Armed and Caffeinated

If a U.S. soldier's lover in the field is his M-4 assault rifle, his mistress is caffeine.

Caffeinated drinks are some of the best-selling items among military personnel in Iraq, says Judd Anstey, a spokesman for the Army and Air Force Exchange Service. In January alone, the proud and the brave in Iraq purchased 109,177 cans of Red Bull and 32,997 of Monster Energy.

But the soldiers may be missing their true drink of choice.


BAWLS Guarana Military Packs

Miami Beach entrepreneur Hoby Buppert produces BAWLS Guarana, a fizzy drink with a citruslike taste that packs 80 milligrams of caffeine per twelve-ounce serving and has become the favorite elixir for videogamers around the world. (Competitors Red Bull and Monster Energy contain the same amount of caffeine but also include healthy additives such as taurine and vitamin B. BAWLS is essentially caffeine and sugar, which some soldiers prefer.)

"We've been receiving dozens of e-mails every day from military personnel asking [for BAWLS]," Buppert says. But the ornate blue bottles were too heavy and fragile to ship overseas — the entrepreneur's hands were tied.

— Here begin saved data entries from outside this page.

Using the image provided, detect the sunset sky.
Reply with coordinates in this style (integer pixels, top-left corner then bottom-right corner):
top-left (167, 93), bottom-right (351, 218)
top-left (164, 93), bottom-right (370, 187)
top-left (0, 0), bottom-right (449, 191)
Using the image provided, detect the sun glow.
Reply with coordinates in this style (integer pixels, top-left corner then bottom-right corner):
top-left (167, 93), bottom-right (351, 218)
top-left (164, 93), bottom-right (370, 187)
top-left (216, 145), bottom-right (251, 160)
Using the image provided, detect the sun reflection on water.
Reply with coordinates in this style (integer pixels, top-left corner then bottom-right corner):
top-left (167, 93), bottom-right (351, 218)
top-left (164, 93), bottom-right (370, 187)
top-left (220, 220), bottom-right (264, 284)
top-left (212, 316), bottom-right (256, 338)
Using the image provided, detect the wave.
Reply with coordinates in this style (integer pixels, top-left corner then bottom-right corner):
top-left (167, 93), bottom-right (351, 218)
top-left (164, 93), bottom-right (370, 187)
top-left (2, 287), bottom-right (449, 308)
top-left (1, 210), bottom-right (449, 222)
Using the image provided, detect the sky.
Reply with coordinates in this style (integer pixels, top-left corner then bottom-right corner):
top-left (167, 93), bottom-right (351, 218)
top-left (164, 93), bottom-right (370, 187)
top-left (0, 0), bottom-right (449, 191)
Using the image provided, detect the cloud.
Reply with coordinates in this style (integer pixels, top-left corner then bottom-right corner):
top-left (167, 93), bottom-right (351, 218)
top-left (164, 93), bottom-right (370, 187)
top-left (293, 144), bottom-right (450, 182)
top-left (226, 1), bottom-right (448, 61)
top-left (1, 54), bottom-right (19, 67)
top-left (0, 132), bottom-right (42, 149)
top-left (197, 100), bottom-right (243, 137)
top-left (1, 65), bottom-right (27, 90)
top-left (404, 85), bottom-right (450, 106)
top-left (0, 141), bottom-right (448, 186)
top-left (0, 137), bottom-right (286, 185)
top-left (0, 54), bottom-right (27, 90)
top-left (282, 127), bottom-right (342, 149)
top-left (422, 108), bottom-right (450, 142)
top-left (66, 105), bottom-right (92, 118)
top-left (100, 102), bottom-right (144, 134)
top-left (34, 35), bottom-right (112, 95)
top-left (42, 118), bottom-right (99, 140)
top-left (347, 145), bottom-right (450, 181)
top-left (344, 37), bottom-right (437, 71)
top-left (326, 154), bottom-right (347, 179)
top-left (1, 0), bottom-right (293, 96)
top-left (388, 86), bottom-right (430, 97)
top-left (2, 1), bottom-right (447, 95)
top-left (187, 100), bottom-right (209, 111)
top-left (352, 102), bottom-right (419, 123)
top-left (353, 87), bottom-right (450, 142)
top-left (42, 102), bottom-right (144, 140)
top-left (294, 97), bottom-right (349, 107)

So in December he unveiled the BAWLS Military Pack, which includes six cans of BAWLS, a tin of BAWLS caffeinated mints, BAWLS Balm Lip Care, and (but of course) BAWLS Camo Playing Cards.

The military packs sell for fifteen dollars plus shipping, and must be addressed to a military post office box. On December 13, 2005, the first day they became available, BAWLS received 1300 online orders.

"We don't make money on this," Buppert says. "We do it to be supportive of our loyal consumers."